Expertise with the prevention of accidental loss is a core skill needed for effective ERM as the technology industry is starting to discover. A current fad in software development is the concept of agile development which is based on short iteration cycles that provide constant flow of program code to the customer. Because requirements for software are presumably clarified with each iteration cycle, there is a tendency to dismiss the need for documentation or to make the documentation less detailed than it should be. What happens when new members join the team and don’t know the details about certain product features or how they need to perform?

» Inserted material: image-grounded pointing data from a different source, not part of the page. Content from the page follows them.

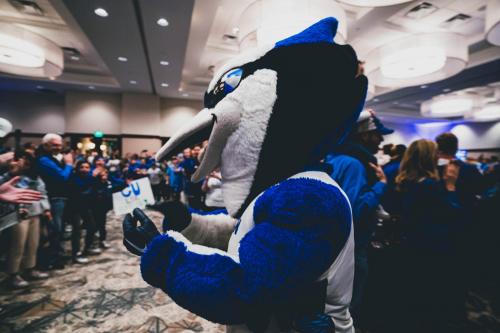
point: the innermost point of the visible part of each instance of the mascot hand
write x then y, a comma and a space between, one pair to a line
176, 215
136, 238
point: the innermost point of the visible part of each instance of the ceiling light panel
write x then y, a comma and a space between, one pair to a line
117, 39
166, 62
417, 59
101, 12
25, 53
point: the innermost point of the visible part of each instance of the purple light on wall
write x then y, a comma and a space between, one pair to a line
432, 129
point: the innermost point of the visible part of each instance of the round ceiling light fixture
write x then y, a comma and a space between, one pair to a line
373, 3
449, 106
23, 52
492, 22
417, 59
490, 112
101, 12
283, 18
162, 22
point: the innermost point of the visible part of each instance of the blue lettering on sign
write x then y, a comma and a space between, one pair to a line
137, 190
126, 194
132, 188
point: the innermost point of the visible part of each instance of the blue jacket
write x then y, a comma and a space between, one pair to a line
352, 177
55, 175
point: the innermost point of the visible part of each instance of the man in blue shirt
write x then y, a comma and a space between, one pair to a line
55, 170
355, 169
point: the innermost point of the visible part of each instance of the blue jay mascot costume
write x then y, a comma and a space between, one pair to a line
282, 260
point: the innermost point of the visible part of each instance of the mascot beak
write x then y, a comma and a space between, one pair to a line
197, 130
216, 125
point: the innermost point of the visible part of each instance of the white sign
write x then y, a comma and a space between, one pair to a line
137, 194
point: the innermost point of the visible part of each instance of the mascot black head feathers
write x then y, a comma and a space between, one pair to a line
270, 115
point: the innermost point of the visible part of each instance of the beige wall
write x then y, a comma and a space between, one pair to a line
140, 114
136, 145
90, 112
33, 112
176, 112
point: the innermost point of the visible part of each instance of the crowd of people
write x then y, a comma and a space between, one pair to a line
429, 197
61, 192
436, 210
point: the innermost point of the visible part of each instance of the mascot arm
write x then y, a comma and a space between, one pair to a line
210, 230
275, 259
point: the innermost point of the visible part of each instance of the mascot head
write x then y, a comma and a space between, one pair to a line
271, 114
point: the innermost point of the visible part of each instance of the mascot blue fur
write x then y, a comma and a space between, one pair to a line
282, 259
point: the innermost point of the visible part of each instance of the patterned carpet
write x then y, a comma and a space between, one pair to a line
106, 295
109, 295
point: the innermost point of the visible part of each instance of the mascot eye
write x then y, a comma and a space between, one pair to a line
231, 80
227, 83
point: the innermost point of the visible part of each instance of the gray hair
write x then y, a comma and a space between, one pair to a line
50, 136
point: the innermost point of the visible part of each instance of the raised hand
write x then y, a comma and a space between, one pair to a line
9, 193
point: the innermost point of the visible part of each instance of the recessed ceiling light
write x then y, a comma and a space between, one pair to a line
101, 12
162, 22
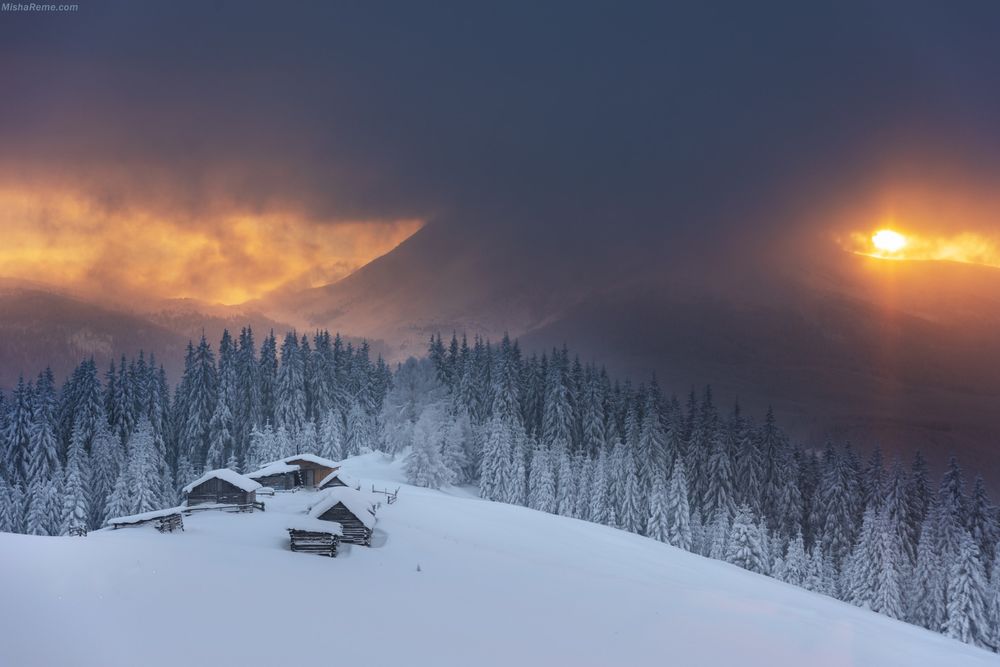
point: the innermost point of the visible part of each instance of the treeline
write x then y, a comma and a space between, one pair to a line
546, 432
74, 456
555, 435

Even worse, software development teams do not last forever and what happens when the inevitable handover occurs and there is no preserved knowledge about how security was addressed, especially when security is an important part of the end product?

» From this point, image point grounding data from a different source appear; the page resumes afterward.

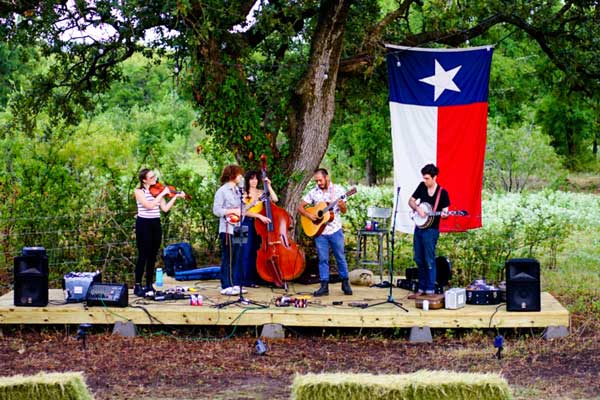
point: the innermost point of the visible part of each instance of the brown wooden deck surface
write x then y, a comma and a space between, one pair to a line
320, 312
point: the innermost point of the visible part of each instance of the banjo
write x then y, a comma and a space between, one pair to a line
427, 220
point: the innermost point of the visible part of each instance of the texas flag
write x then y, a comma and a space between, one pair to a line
438, 106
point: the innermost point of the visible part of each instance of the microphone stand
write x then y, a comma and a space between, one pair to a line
390, 298
240, 239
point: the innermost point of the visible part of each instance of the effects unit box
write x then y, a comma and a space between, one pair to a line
455, 298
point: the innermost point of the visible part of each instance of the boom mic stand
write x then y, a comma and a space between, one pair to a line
240, 237
390, 298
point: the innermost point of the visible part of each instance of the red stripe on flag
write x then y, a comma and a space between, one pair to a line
461, 139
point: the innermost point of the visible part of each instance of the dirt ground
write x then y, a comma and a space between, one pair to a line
173, 363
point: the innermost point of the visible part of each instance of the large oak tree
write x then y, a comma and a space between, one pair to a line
265, 74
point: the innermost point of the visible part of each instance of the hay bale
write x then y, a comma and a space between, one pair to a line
421, 385
47, 386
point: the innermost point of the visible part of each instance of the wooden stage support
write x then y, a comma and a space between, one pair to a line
320, 311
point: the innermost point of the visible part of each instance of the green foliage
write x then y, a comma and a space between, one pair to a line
519, 158
514, 225
70, 188
569, 119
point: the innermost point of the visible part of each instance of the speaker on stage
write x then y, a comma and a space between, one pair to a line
523, 285
31, 280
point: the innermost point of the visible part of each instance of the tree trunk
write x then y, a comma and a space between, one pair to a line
370, 173
313, 102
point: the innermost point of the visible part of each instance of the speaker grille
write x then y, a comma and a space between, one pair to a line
522, 269
31, 291
523, 292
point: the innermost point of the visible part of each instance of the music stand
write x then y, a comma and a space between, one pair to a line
390, 298
240, 237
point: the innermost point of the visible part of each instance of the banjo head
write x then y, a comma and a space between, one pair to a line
423, 222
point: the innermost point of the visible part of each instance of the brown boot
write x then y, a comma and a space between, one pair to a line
323, 290
346, 287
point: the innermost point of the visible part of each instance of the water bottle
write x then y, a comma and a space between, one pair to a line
158, 277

This brings us to our concluding thought for this section. The traditional risk management community has an important and continuing role to play in the future development of ERM. It is true that some risk is complex and can only be handled through continuous learning in an ever-changing dynamic environment. But go back for a moment to risk and technology. Not all cyber-security risk is complex; some of it is simple or complicated risk that can be handled through basic tools like multifactor authentication, strong password rules, and data encryption. The challenge is getting business leaders, including systems developers and product managers, to recognize that security risk considerations need to be a core tenet of the design and developmental process and not something that is “bolted-on” later or mitigated by scans conducted by personnel responsible for information security.

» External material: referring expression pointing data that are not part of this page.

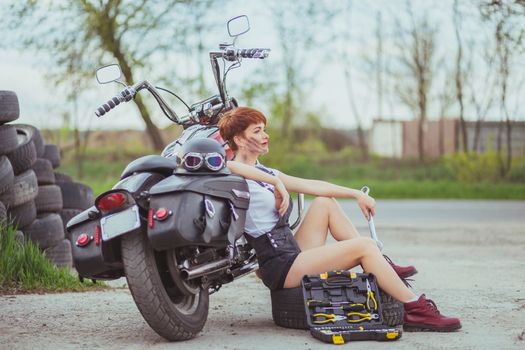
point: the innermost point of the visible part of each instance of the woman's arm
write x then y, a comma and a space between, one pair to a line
326, 189
282, 198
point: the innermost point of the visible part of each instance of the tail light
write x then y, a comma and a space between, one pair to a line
111, 201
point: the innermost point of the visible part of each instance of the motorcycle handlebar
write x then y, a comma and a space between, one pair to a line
125, 95
232, 54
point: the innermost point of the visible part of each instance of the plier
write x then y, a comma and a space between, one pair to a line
361, 317
370, 296
326, 318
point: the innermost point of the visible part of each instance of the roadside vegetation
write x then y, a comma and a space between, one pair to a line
25, 269
461, 175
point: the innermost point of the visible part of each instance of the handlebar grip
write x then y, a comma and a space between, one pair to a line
124, 96
254, 53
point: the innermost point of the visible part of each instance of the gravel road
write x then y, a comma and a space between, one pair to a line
470, 257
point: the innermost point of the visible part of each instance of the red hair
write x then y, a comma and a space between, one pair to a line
236, 121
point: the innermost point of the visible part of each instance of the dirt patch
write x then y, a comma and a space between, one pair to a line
475, 274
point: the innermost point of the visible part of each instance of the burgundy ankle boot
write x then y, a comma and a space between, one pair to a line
423, 315
402, 271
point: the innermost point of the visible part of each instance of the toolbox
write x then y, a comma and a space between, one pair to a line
344, 306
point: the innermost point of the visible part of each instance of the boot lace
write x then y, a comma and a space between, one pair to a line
388, 259
431, 306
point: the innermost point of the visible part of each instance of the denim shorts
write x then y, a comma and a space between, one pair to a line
276, 252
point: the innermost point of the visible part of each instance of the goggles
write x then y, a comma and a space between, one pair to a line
194, 161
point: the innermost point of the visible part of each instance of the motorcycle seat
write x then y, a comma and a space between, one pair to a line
151, 163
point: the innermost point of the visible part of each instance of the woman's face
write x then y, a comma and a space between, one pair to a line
254, 140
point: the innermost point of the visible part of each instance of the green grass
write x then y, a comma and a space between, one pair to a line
443, 189
25, 269
387, 178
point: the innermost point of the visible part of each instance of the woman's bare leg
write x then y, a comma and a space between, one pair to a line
344, 255
324, 213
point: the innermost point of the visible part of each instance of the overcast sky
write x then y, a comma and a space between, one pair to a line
42, 104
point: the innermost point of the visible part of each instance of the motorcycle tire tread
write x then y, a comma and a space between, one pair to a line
145, 286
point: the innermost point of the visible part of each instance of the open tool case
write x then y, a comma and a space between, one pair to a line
344, 306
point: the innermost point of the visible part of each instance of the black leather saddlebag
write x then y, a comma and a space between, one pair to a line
197, 210
95, 259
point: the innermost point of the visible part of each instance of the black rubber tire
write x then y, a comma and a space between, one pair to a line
393, 310
25, 187
150, 295
24, 155
23, 215
49, 199
61, 177
76, 195
46, 231
52, 153
66, 215
44, 171
60, 254
9, 108
35, 136
8, 139
8, 197
3, 214
288, 309
6, 174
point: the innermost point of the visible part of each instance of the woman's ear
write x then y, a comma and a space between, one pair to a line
238, 141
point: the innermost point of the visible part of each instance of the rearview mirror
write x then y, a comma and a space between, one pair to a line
238, 25
108, 74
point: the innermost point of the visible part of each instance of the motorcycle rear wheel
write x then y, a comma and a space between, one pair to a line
170, 313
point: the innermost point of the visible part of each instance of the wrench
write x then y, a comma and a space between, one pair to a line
371, 226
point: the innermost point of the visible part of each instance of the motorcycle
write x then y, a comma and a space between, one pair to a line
177, 238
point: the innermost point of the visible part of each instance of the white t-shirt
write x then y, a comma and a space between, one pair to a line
262, 215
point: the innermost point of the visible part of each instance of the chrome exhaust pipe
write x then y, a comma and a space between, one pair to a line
204, 269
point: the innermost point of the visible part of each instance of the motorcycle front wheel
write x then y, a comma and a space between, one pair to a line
169, 312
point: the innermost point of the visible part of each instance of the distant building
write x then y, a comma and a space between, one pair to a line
399, 139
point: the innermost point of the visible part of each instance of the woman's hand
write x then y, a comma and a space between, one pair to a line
367, 204
282, 198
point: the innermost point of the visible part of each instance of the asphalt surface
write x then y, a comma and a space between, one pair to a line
470, 256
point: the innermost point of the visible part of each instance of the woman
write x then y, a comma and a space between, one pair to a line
285, 259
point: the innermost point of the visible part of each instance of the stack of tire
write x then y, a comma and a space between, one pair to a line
35, 198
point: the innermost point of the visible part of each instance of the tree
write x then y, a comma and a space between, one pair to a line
86, 33
416, 47
509, 34
459, 76
363, 145
295, 39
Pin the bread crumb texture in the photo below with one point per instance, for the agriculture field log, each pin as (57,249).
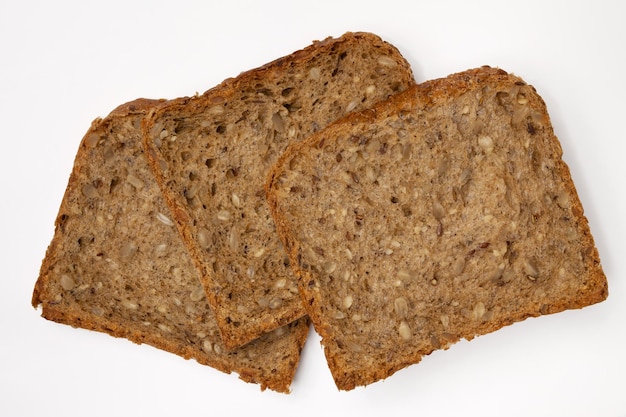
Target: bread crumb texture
(444,213)
(117,265)
(211,155)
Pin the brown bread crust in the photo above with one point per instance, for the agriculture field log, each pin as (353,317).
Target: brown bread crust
(115,266)
(444,213)
(210,155)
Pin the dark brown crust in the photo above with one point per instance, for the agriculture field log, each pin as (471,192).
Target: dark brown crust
(426,95)
(216,95)
(278,380)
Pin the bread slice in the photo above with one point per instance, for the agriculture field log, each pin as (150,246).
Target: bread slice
(117,265)
(444,213)
(211,153)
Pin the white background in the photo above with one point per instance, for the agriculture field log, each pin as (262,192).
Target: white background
(64,63)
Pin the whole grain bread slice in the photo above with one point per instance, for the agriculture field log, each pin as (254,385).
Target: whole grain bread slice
(116,263)
(210,154)
(444,213)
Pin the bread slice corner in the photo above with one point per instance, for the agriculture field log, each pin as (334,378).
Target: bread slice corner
(117,265)
(210,155)
(445,212)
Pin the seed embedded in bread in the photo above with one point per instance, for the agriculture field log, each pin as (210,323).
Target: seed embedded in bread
(210,154)
(496,232)
(117,265)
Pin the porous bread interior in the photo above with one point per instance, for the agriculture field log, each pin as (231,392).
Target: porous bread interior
(211,154)
(117,265)
(430,220)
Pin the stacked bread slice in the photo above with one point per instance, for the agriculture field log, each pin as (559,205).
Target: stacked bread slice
(182,254)
(323,187)
(445,212)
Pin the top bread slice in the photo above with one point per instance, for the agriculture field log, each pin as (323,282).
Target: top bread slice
(444,213)
(116,263)
(211,153)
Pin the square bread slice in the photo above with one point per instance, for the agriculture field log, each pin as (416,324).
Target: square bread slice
(211,154)
(444,213)
(116,263)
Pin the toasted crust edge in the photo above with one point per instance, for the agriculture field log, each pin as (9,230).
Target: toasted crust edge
(427,95)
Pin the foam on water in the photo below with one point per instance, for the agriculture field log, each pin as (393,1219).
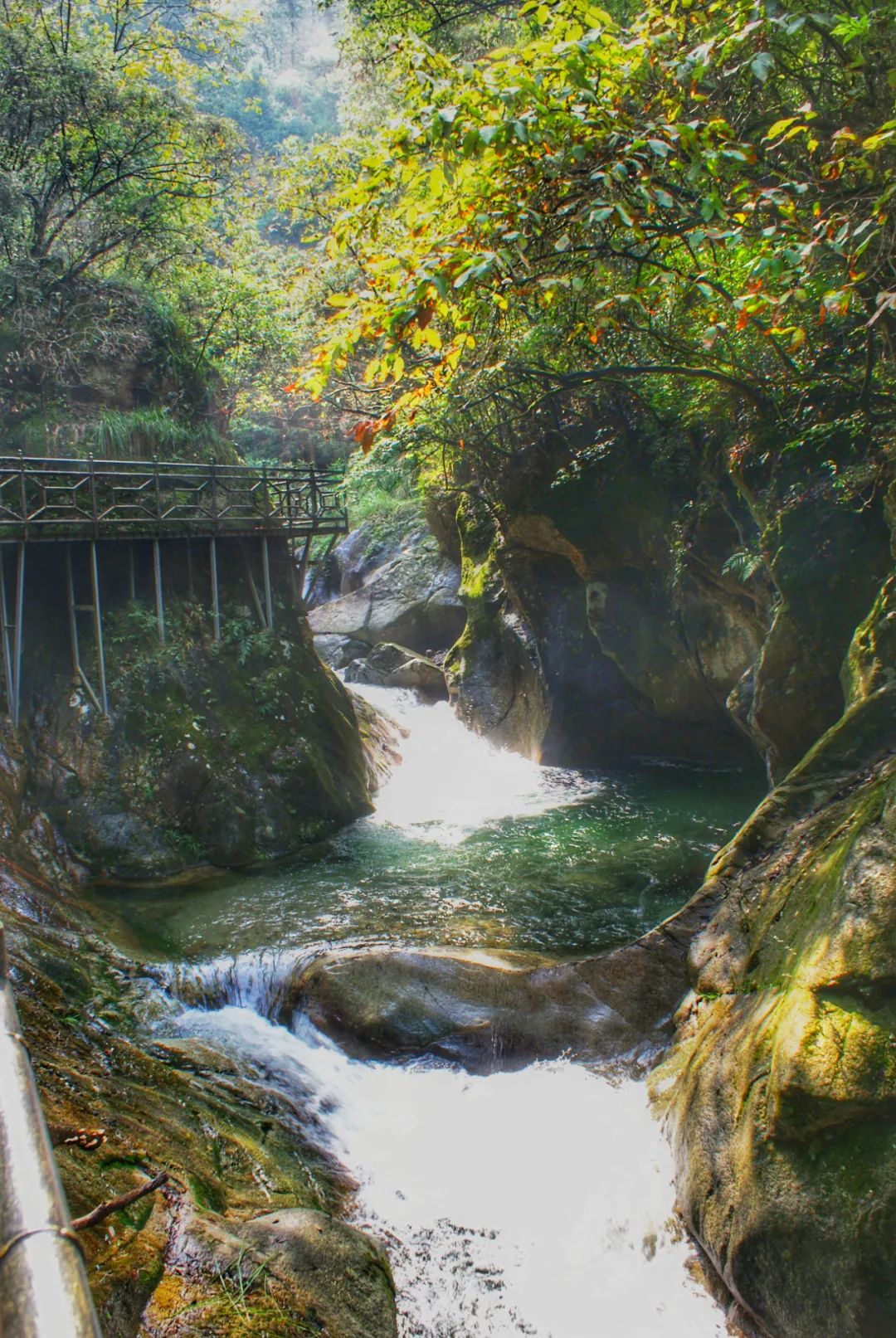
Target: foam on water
(528,1203)
(451,781)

Healthcare is another example where the traditional skills associated with preventing accidental loss arising from simple and complicated risk is important. Healthcare acquired infections remain a leading cause of death and illness. At any given time, about 1 in 25 in-patients have an infection related to hospital care, something we can easily classify as a preventable form of accidental loss. These infections lead to the loss of tens of thousands of lives and cost the U.S. healthcare system billions of dollars each year.
Why? Sadly, the answer is that healthcare settings struggle with managing the types of simple and complicated risks that comprise basic policies and procedures for infection control. These basic protocols include repetitive behaviors of hand washing and proper insertion, maintenance, and removal of devices such as catheters and ventilators. At a more abstract level, hand washing is a type of simple risk that can be managed in a linear fashion through standardized procedures that yield predictable outcomes (less infection). Similarly, using devices is a type of complicated risk that is managed by various experts coordinating the development and implementation of standardized instructions to achieve a specified outcome (again less infection). This kind of work is what the traditional risk management community excels at.
In short, simple and complicated risks will remain an important part of everyday life and the traditional risk management community is well poised to help ensure that ERM frameworks contain robust practices to manage this type of uncertainty.